Samuel Beam, best known by his stage moniker Iron and Wine, is perhaps the most prolific of today’s so-called neo-folk artists, producing over a dozen full-length albums, EPs, and other assorted works since his 2002 debut The Creek Drank the Cradle. It’s no wonder, then, that a collection of Beam’s unreleased pieces would materialize as a hefty double album bursting at the seams with his trademark brand of thoughtful but rustic poetry. Yet no matter how wonderfully Around the Well showcases the skillful humility of Beam’s narratives, it is continually marred by the curse of many double albums before it: Akin to a dinner guest who has run out of interesting things to say long before the main course has arrived, Around the Well is ungainly, unable to carry its weight beyond its initial charm.

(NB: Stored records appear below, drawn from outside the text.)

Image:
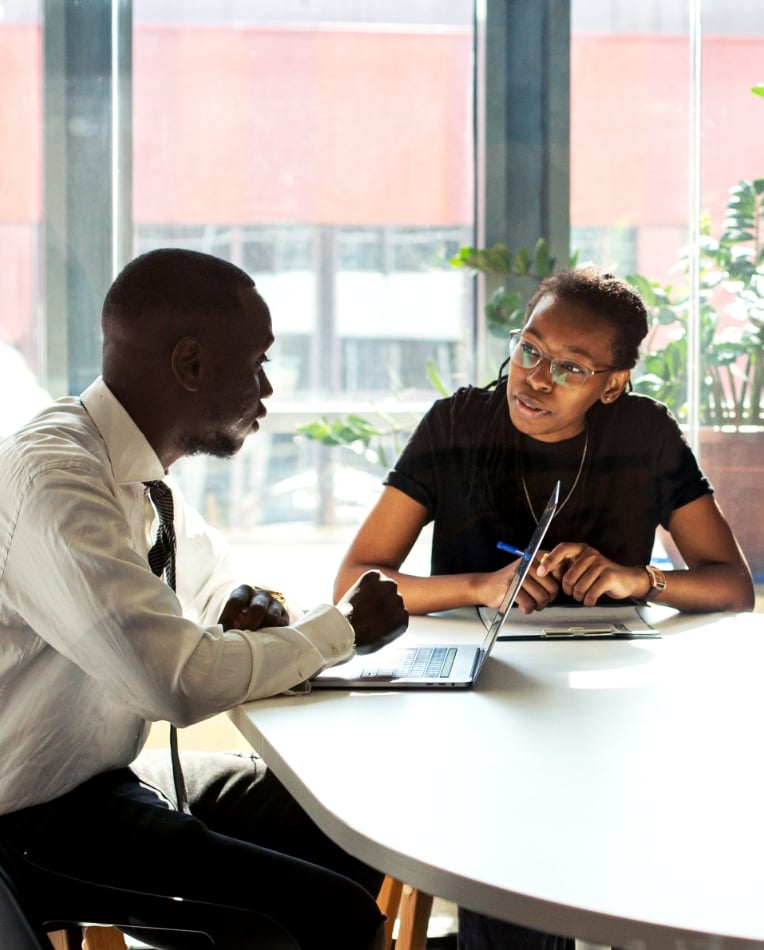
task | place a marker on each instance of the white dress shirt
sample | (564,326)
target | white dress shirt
(93,646)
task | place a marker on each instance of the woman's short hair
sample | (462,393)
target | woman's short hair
(607,296)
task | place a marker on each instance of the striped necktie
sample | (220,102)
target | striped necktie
(162,554)
(162,561)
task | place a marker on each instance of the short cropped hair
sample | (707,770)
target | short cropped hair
(171,283)
(607,296)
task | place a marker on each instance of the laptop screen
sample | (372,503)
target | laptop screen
(521,573)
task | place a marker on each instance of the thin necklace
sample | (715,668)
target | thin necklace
(566,499)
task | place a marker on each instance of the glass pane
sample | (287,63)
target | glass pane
(326,147)
(22,357)
(654,192)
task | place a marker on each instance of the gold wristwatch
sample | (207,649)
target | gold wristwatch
(657,582)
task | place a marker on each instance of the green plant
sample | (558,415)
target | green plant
(367,438)
(731,331)
(731,324)
(505,309)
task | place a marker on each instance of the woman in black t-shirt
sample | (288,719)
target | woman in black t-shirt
(482,462)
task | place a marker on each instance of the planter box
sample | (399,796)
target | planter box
(734,464)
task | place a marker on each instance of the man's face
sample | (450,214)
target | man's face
(235,383)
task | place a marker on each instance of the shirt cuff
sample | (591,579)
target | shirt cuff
(329,632)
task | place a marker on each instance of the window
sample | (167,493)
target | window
(326,150)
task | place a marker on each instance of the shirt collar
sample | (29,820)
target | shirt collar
(132,458)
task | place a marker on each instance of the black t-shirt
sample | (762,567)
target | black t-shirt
(466,463)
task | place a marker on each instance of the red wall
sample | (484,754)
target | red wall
(301,125)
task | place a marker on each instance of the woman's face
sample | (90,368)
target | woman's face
(549,411)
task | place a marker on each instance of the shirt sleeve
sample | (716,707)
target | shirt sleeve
(73,573)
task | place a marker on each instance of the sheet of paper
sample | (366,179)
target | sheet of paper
(575,622)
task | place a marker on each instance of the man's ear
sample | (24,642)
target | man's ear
(616,384)
(187,361)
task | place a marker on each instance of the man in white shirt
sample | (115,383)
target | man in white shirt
(94,646)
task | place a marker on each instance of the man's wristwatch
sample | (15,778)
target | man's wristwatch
(657,584)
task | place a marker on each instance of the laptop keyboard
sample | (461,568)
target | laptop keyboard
(417,662)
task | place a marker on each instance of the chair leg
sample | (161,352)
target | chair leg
(414,917)
(388,901)
(103,938)
(62,940)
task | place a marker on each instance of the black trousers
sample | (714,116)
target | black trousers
(247,847)
(477,932)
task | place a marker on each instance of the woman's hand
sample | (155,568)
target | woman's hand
(586,575)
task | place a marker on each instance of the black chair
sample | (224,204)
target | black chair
(17,928)
(140,914)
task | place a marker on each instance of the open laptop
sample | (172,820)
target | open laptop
(436,665)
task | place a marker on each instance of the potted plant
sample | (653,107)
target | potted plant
(731,345)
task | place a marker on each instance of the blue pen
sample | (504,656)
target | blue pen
(512,550)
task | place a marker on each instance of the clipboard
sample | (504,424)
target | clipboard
(579,623)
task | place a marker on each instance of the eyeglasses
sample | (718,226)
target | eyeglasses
(563,372)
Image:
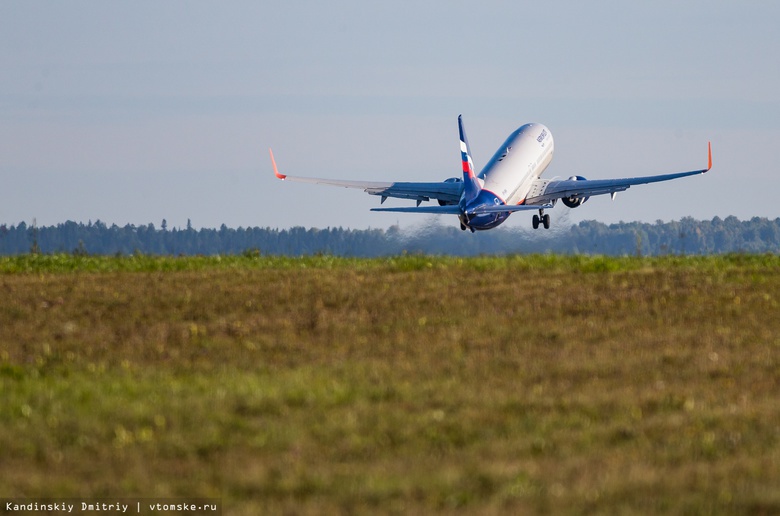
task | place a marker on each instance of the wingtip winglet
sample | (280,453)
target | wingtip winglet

That’s not say the album is a waste of time: Beam is forever quiet and yet unceasingly strained, demonstrating a kind of stressful intimacy that conjures up the raw sounds of Beck’s 1994 indie release Stereopathetic Soulmanure. Much like that near-ancient bootleg, Around the Well offers a lo-fi, almost achingly primitive slice of unsuspecting artistry. The resultant music evokes feelings of blatant voyeurism, as if the listener were spying on an unwary musician in the asylum of his bedroom studio. Vocals are painfully whispered and acoustics plucked simply, both carrying an unpretentious charm that escapes most modern folk artists.
Still, Around the Well will be too unpolished and singular for some, with little of the harmonic quirkiness and other musical tics that endeared so many to similarly-naked works such as Bon Iver’s For Emma, Forever Ago. Beam attempts nothing fancy here, letting the compilation rest on its own plainspoken sincerity and pastoral allure. At times that lack of gloss is wonderfully alluring, as with the all-too-brief lilt of “Communication Cups and Someone’s Coat,” but begins to wear before long, until Around the Well becomes nothing more than an unyielding wall of docile sound. In the end, the collection’s bevy of elegance, purity, and passion is simply 10 tracks too long.